中国人依存の高級ブランドに打撃 冷え込む中国経済、増える国内での購入

AP Photo / Mark Schiefelbein

 マンハッタンとパリにあるデザイナーブティックは、自動車メーカーや他の産業を襲った中国経済の冷え込みや失速を実感している。

 宝飾品、衣服および他の高級品に年間900億ドルも費やす中国人顧客への依存を強めていたルイ・ヴィトンやバーバリーなどのブランドが、今や揺らぎ始めている。気前よく散財する中国の消費者はアメリカとヨーロッパの小売業者にとって頼みの綱であったが、自国で拡大を続ける高級品のアウトレットストアでより多くの商品を購入するようになったため、業界は売り上げを維持するために厳しい圧力に直面している。

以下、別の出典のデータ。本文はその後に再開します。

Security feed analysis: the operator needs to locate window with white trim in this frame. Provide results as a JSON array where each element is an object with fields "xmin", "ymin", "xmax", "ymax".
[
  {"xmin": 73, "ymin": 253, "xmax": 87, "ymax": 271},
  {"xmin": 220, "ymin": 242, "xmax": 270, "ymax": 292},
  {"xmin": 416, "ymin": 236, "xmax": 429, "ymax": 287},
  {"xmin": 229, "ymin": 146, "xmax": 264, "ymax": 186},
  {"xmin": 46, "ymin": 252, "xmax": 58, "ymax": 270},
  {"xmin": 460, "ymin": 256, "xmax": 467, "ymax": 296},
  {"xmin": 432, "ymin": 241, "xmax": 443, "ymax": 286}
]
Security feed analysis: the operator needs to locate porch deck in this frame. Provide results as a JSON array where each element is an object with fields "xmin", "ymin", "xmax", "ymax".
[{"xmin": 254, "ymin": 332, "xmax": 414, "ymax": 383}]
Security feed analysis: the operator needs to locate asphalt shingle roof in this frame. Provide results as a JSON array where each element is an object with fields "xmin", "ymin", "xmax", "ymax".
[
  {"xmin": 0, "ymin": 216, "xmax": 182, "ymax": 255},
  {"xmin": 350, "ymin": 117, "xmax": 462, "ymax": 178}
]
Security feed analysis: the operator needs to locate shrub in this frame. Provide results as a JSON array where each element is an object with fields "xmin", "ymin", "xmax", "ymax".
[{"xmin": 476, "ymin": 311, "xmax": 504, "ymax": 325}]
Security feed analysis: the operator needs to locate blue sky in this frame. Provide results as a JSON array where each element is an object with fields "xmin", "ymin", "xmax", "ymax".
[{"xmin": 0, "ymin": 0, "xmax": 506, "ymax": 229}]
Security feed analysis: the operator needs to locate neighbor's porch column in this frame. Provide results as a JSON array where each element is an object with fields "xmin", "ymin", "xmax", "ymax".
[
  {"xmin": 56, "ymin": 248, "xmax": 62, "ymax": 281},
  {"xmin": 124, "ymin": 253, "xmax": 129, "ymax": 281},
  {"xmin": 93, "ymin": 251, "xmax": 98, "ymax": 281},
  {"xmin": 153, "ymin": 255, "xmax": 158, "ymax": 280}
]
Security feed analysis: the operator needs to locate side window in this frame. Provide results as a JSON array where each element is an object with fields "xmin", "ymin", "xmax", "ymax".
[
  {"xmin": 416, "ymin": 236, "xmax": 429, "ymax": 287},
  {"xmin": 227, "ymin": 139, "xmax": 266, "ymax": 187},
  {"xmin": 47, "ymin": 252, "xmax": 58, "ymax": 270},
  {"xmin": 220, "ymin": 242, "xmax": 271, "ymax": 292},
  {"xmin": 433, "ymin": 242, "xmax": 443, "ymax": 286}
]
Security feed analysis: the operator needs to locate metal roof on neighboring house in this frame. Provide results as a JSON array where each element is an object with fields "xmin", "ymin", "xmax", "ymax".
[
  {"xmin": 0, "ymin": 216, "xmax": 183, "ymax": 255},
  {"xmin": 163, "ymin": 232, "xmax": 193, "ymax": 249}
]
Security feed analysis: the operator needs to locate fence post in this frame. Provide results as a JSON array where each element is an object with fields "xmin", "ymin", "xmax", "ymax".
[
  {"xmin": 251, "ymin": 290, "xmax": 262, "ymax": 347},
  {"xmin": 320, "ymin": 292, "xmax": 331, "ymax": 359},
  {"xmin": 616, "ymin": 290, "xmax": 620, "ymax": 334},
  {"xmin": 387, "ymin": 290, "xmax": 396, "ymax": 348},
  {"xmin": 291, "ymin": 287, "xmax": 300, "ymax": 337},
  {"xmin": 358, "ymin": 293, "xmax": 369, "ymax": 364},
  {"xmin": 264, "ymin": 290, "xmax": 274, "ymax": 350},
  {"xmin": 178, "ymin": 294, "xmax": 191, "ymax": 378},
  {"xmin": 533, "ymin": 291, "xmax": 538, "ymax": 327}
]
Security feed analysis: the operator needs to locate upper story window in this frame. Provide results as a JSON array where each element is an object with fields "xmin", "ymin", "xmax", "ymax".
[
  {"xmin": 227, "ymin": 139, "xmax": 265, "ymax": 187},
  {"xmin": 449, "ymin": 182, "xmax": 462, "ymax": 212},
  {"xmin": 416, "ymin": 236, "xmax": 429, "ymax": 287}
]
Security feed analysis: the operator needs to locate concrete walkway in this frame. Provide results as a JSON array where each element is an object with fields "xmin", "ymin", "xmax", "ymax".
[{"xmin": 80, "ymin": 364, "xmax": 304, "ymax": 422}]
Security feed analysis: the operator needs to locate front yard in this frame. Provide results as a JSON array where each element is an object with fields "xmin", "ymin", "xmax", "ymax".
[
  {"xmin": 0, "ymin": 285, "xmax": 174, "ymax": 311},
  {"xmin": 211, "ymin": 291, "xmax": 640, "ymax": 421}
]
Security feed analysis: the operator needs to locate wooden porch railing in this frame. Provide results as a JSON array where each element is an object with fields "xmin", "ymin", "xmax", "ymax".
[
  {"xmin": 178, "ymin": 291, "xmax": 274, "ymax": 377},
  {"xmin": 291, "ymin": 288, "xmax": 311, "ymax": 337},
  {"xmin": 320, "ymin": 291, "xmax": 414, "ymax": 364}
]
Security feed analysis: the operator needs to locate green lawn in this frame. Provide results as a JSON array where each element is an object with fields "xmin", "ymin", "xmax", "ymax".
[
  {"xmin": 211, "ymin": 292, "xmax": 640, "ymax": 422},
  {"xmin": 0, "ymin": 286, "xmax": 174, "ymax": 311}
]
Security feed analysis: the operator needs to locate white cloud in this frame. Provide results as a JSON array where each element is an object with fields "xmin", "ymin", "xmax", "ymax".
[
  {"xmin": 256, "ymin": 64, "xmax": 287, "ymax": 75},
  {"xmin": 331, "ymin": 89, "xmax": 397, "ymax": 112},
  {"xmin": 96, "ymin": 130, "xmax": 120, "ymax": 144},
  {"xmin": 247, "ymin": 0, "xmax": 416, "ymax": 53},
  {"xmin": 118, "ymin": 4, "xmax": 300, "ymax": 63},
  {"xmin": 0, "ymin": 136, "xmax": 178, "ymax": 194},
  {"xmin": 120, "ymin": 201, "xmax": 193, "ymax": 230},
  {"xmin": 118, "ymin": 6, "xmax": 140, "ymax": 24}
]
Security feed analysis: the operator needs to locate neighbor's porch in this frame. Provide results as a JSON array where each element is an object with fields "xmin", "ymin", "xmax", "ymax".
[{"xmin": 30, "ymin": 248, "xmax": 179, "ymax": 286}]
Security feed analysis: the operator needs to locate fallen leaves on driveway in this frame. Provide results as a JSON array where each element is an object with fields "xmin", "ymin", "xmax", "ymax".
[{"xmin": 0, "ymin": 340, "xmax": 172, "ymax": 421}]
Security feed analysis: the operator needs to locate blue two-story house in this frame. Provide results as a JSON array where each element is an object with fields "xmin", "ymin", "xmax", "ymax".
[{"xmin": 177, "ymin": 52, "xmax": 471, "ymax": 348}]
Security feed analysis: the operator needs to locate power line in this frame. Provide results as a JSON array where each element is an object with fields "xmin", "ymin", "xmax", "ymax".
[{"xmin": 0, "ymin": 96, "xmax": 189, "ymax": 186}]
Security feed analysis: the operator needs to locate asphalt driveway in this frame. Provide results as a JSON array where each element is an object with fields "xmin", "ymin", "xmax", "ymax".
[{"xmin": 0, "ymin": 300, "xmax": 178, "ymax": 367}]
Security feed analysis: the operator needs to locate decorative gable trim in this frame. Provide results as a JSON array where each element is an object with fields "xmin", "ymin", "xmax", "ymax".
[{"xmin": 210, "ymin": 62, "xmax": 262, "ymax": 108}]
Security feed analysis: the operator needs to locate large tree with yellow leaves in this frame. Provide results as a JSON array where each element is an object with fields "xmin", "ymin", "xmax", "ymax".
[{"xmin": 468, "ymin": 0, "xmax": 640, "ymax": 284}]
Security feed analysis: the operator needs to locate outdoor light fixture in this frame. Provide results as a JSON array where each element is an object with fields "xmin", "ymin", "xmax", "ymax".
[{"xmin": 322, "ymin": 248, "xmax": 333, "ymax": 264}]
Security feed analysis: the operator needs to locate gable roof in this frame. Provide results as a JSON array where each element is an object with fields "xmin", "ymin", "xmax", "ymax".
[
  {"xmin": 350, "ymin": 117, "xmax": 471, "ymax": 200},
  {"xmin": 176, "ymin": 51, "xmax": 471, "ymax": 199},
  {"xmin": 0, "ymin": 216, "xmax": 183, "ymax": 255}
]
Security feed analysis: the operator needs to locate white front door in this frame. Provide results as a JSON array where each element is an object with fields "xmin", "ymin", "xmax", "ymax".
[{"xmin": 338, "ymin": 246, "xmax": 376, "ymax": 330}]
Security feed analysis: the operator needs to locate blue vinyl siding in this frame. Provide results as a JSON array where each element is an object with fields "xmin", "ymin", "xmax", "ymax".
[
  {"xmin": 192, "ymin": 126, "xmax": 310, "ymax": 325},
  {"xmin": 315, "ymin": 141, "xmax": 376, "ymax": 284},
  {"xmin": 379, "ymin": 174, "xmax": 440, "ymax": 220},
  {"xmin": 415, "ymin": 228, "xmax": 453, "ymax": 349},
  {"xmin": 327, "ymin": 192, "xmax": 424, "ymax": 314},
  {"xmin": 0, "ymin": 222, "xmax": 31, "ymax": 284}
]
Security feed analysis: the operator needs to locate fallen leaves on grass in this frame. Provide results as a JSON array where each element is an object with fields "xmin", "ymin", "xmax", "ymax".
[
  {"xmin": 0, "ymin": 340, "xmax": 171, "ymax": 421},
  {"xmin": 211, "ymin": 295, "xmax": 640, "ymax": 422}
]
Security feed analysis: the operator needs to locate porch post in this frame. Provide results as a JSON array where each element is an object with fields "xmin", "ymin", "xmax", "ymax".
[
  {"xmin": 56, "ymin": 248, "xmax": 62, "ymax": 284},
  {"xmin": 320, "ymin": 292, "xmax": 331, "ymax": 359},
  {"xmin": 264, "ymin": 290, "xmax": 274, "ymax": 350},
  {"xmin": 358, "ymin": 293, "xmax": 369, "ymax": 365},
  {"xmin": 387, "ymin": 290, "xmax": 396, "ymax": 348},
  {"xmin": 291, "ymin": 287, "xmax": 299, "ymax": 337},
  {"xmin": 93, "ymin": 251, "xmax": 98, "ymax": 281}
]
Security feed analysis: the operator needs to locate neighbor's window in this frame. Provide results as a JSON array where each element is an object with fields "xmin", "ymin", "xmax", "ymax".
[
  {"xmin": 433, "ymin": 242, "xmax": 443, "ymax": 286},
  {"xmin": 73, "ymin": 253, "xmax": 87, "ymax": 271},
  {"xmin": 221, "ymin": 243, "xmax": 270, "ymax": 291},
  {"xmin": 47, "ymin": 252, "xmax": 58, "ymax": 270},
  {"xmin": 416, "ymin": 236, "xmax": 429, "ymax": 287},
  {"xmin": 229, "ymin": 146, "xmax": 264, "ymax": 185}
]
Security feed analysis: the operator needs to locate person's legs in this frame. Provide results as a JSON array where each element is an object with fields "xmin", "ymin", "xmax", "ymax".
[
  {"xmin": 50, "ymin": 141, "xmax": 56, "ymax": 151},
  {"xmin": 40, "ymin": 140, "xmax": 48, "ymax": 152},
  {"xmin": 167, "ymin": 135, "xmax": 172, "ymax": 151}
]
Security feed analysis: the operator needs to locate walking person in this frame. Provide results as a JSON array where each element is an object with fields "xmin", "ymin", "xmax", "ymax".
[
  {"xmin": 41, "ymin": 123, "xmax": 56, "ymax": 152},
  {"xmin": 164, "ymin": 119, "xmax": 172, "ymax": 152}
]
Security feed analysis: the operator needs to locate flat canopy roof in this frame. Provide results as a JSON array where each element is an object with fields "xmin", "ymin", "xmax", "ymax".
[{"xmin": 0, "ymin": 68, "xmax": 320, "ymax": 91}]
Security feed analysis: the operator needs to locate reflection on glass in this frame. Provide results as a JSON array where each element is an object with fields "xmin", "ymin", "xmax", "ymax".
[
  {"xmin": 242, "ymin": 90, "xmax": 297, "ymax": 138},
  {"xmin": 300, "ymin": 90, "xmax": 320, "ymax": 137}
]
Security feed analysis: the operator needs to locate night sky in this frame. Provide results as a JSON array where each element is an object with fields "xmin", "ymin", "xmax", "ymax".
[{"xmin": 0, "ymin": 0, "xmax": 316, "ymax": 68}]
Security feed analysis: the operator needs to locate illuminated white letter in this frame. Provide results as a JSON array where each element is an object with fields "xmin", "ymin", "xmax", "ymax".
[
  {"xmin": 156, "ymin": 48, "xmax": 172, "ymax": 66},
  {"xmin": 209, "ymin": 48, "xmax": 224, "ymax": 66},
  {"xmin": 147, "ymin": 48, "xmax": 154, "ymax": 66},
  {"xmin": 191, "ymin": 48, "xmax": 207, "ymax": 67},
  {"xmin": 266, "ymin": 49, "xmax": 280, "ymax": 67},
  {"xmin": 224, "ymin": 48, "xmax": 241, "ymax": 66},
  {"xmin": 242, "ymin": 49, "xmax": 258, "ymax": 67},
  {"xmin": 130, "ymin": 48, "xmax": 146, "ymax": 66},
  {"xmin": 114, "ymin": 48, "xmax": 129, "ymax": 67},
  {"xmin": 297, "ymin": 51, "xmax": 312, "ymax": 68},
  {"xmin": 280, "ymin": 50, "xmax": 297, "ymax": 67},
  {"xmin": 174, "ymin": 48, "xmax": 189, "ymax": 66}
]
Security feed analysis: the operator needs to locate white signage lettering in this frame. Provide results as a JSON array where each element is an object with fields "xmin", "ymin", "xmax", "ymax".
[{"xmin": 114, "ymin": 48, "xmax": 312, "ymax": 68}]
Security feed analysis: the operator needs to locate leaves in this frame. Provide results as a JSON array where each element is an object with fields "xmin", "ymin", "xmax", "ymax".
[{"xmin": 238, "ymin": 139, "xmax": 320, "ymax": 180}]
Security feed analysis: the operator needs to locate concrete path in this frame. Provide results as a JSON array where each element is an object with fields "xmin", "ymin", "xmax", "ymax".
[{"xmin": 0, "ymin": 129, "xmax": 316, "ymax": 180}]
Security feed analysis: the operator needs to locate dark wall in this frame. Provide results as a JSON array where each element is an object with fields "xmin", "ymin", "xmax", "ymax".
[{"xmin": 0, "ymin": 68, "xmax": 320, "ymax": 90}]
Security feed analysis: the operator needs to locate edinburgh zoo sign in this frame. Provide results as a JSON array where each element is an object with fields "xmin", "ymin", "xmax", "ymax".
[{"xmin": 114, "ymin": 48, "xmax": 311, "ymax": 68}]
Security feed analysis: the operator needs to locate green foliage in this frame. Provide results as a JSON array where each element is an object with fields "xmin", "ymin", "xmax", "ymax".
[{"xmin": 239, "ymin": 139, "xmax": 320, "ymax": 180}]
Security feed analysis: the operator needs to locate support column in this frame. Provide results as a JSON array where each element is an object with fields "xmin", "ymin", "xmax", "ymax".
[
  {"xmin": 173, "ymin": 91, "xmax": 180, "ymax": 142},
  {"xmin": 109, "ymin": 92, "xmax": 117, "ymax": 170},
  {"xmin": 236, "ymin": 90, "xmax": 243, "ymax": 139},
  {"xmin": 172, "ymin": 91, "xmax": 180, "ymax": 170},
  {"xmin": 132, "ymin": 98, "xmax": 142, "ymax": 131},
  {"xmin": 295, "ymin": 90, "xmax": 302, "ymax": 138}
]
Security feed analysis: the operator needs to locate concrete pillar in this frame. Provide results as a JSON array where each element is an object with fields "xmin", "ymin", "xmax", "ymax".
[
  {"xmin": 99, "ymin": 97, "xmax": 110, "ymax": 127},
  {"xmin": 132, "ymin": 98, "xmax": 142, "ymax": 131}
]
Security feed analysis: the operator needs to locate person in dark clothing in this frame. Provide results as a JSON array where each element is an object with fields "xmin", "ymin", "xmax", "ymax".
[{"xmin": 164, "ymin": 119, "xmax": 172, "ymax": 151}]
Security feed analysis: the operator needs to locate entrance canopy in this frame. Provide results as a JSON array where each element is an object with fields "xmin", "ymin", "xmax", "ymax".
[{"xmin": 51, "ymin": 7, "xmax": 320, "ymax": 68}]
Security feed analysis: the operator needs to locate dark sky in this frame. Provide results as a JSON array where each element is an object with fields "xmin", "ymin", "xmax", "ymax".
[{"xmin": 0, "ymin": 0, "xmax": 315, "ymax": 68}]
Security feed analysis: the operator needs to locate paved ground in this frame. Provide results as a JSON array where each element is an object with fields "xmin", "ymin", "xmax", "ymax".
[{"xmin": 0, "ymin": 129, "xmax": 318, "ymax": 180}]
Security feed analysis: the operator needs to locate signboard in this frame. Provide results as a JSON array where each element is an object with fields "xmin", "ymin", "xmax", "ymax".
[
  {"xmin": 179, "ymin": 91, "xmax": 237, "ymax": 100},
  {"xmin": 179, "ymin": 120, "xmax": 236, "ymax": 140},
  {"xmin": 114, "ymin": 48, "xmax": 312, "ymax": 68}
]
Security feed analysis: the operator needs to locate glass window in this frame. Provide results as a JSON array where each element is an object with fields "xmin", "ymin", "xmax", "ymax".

                                                                                                                 

 5,000ドルの腕時計や400ドルのシルバー製の赤ちゃん用スプーンを販売していることで知られるティファニーは、裕福な中国からの旅行者たちが海外の小売業者にとっていかに重要であるかを示した。中国人顧客による購入が減少していると最高経営責任者が発表した後、同社の株価は12%下落した。
 
 香港は中国本土からの旅行者にとってショッピングをする上で最も馴染み深い場所であるが、とある日の午後、ティファニーの旗艦店を訪れていたのはわずか十数人だけだった。しかもその多くは商品を購入せず、ただ単にショーウインドウを覗き込んでいるだけだった。